Extraits
Chapitre 1 : Images d’antan
La nuit était calme. Un ciel sans lune se dressait au-dessus du 5, chaussée de l’étang. Il n’y avait pas un souffle de vent, les épais feuillages d'été restaient inertes et aucun son de la rue ne parvenait jusqu’à Finn. Cela donnait l’impression que le temps était figé en cet instant. Pourtant, Finn entendit l’horloge du salon sonner un coup, annonçant la demie de minuit. Il fallait donc se tenir prêt, il arriverait très bientôt.

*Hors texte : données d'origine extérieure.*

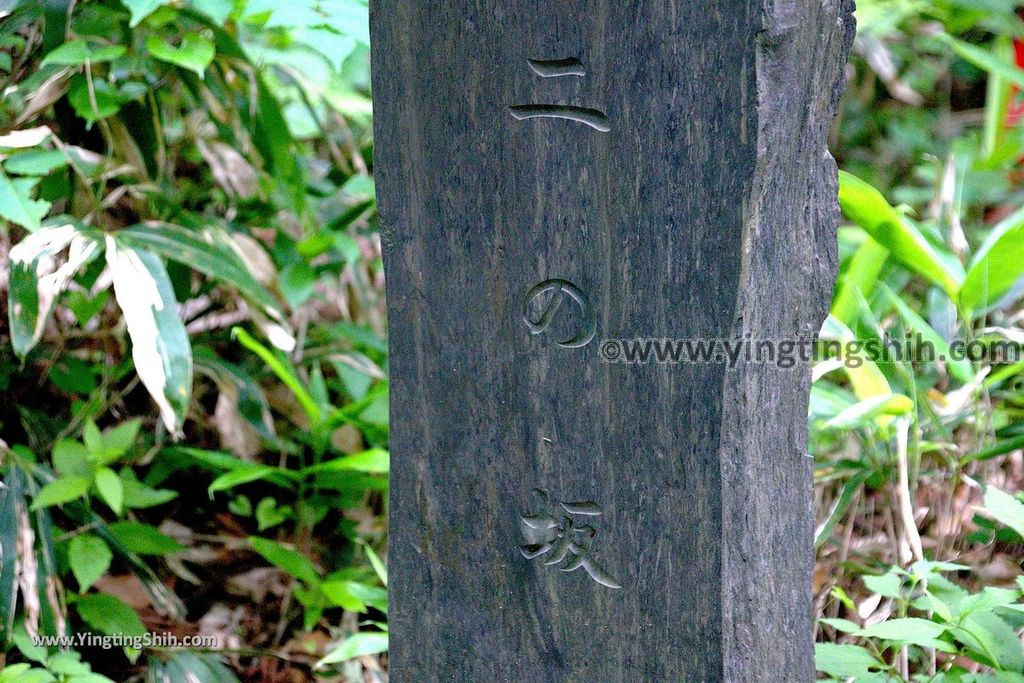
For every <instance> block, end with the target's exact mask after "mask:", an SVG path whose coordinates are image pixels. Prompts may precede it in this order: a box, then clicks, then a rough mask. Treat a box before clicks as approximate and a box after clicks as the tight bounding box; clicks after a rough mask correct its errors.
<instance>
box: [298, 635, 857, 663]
mask: <svg viewBox="0 0 1024 683" xmlns="http://www.w3.org/2000/svg"><path fill="white" fill-rule="evenodd" d="M387 647H388V637H387V633H375V632H361V633H353V634H352V635H351V636H349V637H348V638H346V639H345V640H344V641H343V642H342V643H341V644H340V645H338V647H336V648H334V649H333V650H331V651H330V652H328V654H327V655H326V656H325V657H324V658H323V659H321V660H319V661H317V663H316V665H315V668H317V669H318V668H321V667H325V666H327V665H329V664H338V663H340V661H347V660H349V659H353V658H355V657H357V656H361V655H364V654H377V653H379V652H385V651H387ZM868 656H870V655H868Z"/></svg>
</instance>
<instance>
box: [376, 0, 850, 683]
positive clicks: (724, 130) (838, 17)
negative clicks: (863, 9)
mask: <svg viewBox="0 0 1024 683" xmlns="http://www.w3.org/2000/svg"><path fill="white" fill-rule="evenodd" d="M851 10H852V3H850V2H849V1H848V0H824V1H823V2H822V1H821V0H780V1H778V2H772V1H771V0H698V1H695V0H690V1H688V2H682V1H674V0H637V1H629V2H626V1H624V0H586V1H585V0H555V1H553V2H538V1H536V0H530V1H527V0H416V1H415V2H411V1H409V0H373V1H372V3H371V23H372V37H373V78H374V84H373V85H374V99H375V131H376V145H377V147H376V175H377V184H378V198H379V207H380V220H381V230H382V238H383V241H384V243H385V266H386V271H387V286H388V314H389V328H390V329H389V334H390V344H391V356H390V357H391V360H390V362H391V377H392V379H391V425H392V427H391V449H392V464H391V496H390V542H389V547H388V554H389V562H390V575H391V586H390V593H391V602H390V604H391V608H390V609H391V611H390V615H389V616H390V629H391V632H390V633H391V677H392V679H391V680H392V681H394V682H395V683H421V682H424V681H469V682H477V681H479V682H485V683H489V682H494V681H517V682H526V683H530V682H534V681H551V682H555V681H558V682H562V681H565V682H569V681H571V682H577V681H578V682H580V683H608V682H613V681H630V682H634V681H642V682H644V683H646V682H649V681H699V682H702V681H742V682H746V681H771V682H773V683H774V682H778V681H810V680H812V679H813V665H812V652H811V638H812V633H811V629H812V618H811V603H810V591H811V588H810V582H811V569H812V562H813V548H812V531H813V529H812V514H811V502H812V499H811V461H810V460H809V459H808V458H806V457H805V455H804V451H805V439H806V410H807V395H808V389H809V382H810V377H809V375H810V373H809V370H808V368H807V365H806V364H802V365H800V366H799V367H798V368H797V369H795V370H781V369H778V368H774V367H771V366H768V365H755V364H740V365H739V366H738V367H736V368H734V369H728V368H727V367H726V366H725V365H723V364H708V365H658V364H633V365H628V364H610V362H606V361H603V360H602V358H601V355H600V352H601V348H602V340H606V339H620V338H637V337H667V338H696V337H709V338H718V337H723V338H734V337H739V338H741V337H742V336H743V335H744V334H748V333H749V334H751V335H752V336H754V337H756V338H769V337H771V338H785V337H794V336H795V335H798V334H801V335H804V336H809V335H811V334H813V332H815V331H816V330H817V328H818V326H819V325H820V323H821V321H822V319H823V317H824V315H825V312H826V307H827V301H828V298H829V295H830V292H831V284H833V276H834V270H835V267H836V255H835V242H836V241H835V227H836V221H837V207H836V170H835V165H834V163H833V162H831V159H830V157H828V155H827V152H826V150H825V139H826V134H827V131H828V129H829V127H830V124H831V121H833V118H834V115H835V110H836V105H837V100H838V96H839V93H840V89H841V81H842V74H843V68H844V65H845V61H846V53H847V50H848V48H849V43H850V41H851V39H852V32H853V18H852V15H851ZM537 489H540V490H543V492H545V493H544V494H542V493H539V490H537ZM598 512H600V514H597V513H598ZM559 537H562V538H559ZM562 540H564V541H565V543H561V541H562ZM568 542H572V544H571V545H570V544H569V543H568ZM559 559H561V561H560V562H559V563H557V564H554V563H547V562H549V561H553V560H559ZM572 568H574V570H563V569H572Z"/></svg>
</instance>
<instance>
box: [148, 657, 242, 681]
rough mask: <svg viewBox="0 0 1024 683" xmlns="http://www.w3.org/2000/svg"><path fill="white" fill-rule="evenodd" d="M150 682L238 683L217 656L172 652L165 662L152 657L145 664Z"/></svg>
mask: <svg viewBox="0 0 1024 683" xmlns="http://www.w3.org/2000/svg"><path fill="white" fill-rule="evenodd" d="M146 668H147V669H148V670H150V671H147V672H146V673H147V674H152V675H153V677H152V679H151V680H154V681H161V682H162V683H163V682H171V681H173V682H174V683H177V681H187V683H238V681H239V679H238V678H237V677H236V676H234V674H233V673H232V672H231V670H230V669H228V668H227V667H225V666H224V664H223V663H222V661H221V660H220V657H219V656H218V655H217V654H208V653H198V652H190V651H188V650H177V651H174V652H173V653H172V654H171V655H170V656H169V657H168V658H167V660H166V661H163V660H161V659H158V658H157V657H152V658H151V659H150V660H148V661H147V663H146Z"/></svg>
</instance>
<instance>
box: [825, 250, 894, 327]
mask: <svg viewBox="0 0 1024 683" xmlns="http://www.w3.org/2000/svg"><path fill="white" fill-rule="evenodd" d="M888 258H889V250H888V249H886V248H885V247H883V246H882V245H880V244H879V243H878V242H876V241H874V240H873V239H871V238H870V237H866V238H864V241H863V243H861V245H860V246H859V247H858V248H857V251H856V252H855V253H854V255H853V256H852V257H851V258H850V260H849V263H848V264H847V266H846V269H845V270H844V271H843V272H842V273H841V275H840V278H839V281H838V282H837V288H836V289H837V291H836V299H835V301H834V302H833V306H831V314H833V315H835V316H836V317H838V318H839V319H841V321H843V322H844V323H846V324H847V325H853V323H854V322H855V319H856V317H857V310H858V307H859V305H860V302H859V300H858V298H857V297H856V295H855V292H857V291H859V292H860V294H861V296H863V297H867V295H868V294H870V292H871V289H872V288H873V287H874V285H876V283H878V282H879V273H881V272H882V268H883V266H885V264H886V259H888Z"/></svg>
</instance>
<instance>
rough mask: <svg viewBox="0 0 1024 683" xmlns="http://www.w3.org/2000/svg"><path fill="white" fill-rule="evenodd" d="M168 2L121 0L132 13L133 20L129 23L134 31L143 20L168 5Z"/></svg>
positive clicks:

Un sentiment d’anxiété l’envahit. Il n’avait aucune idée de ce à quoi aboutirait cette entrevue. Il ne savait pas même comment son oncle parviendrait à pénétrer dans la maison sans que ses parents ne s’en aperçoivent, car une horloge à coucou trafiquée par Michael Andrew Jefferson, son père, servait de carillon à la porte d’entrée, sonnant à chaque ouverture. Il suivit donc les instructions de son oncle : rester dans sa chambre jusqu’à son arrivée. Assis à côté de la fenêtre, il guettait le moindre mouvement au-delà du portail. Une clochette y était fixée, alors il tendait l’oreille pour percevoir le moindre tintement. Il n’y avait aucune autre entrée au jardin qui était entièrement clôturé de barrières de deux mètres cinquante de haut et pourvues de pics en leurs sommets. Finn se perdit dans ses pensées. Pourquoi son oncle qu’il n’avait pas vu depuis plus de deux ans s’était manifesté si soudainement en exigeant de le voir, insistant sur le fait que ses parents ne devaient absolument pas en être informés ? [...]
[...] Finn se retrouva plongé dans une obscurité totale. Puis un tourbillon d’images défila devant ses yeux, ce qui lui donna le tournis et la nausée. Il ferma les yeux en attendant que ce vertige s’atténue, mais lorsqu’il les rouvrit, il se retrouva debout au milieu d’une rue pavée. Avant qu’il n’ait pu reprendre ses esprits, il entendit un homme crier derrière-lui “Hô la ! Moveth hence fool !” (Hô la ! Bouge de là imbécile !) L’homme avait apparemment parlé en anglais, mais Finn fut surpris de ne pas saisir le sens exact de sa phrase. Il se retourna et fit un bond sur le côté, manquant de se faire renverser par un cheval qui tirait une petite diligence. L’homme qui tenait les rênes du cheval assis à l'avant du véhicule, lui lança un regard noir et continua sa route. [...]
[...] Le téléphone de Finn s’était mis à sonner. Il s’éloigna pour parler en toute tranquillité.
- Allô ?... Allô ? Dit-t-il, mais il n’entendit rien. C’était un numéro masqué.
D’habitude il ne répondait pas quand il ne savait pas qui était au bout du fil, mais il n’y avait pas fait attention cette fois-ci. Il dû sortir dans le jardin tant la machine à expresso faisait du bruit lorsqu’elle était en marche. C’était comme si un avion était en train de décoller. Il écouta attentivement mais il semblait que la personne avait raccroché. Au moment où il allait retourner à l’intérieur, son téléphone se remit à vibrer, c’était le professeur Heymaan.
- Allô ? Répéta Finn. Il n’entendit qu’une faible voix à peine audible. Il semblait que des fréquences interféraient avec cet appel. Il ne percevait que quelques bribes de ce qu’essayait de lui dire son professeur. Des grésillements ressemblant à ceux d’une radio captant mal, entrecoupait ses phrases.
- Phinnaeus… fuis… arrivent pour… maintenant… important… dépêche-toi ! [...]
- He’s here! (Il est là !) S’écria le barbu en pointant du doigt le toit où se trouvait Finn.
Les hommes qui voulaient se diriger vers Finn se firent brutalement éjecter du chemin par un simple geste de bras de Sergei qui était arrivé à pas lourds derrière eux.
- I will take care of this now (Je vais m’occuper de ça maintenant), dit-il, un sourire s’affichant sur ses lèvres.
Finn se sentit alors retomber sur terre et sentit la panique l’envahir tout entier. Il se dirigea vers le bord du bâtiment en accélérant ses petits pas, tout en faisant toujours attention de ne pas glisser sur une plaque de verglas. Sergei le suivait d’en bas en ricanant, exagérant la lenteur de ses pas pour faire comprendre à Finn qu’il n’avait aucune chance.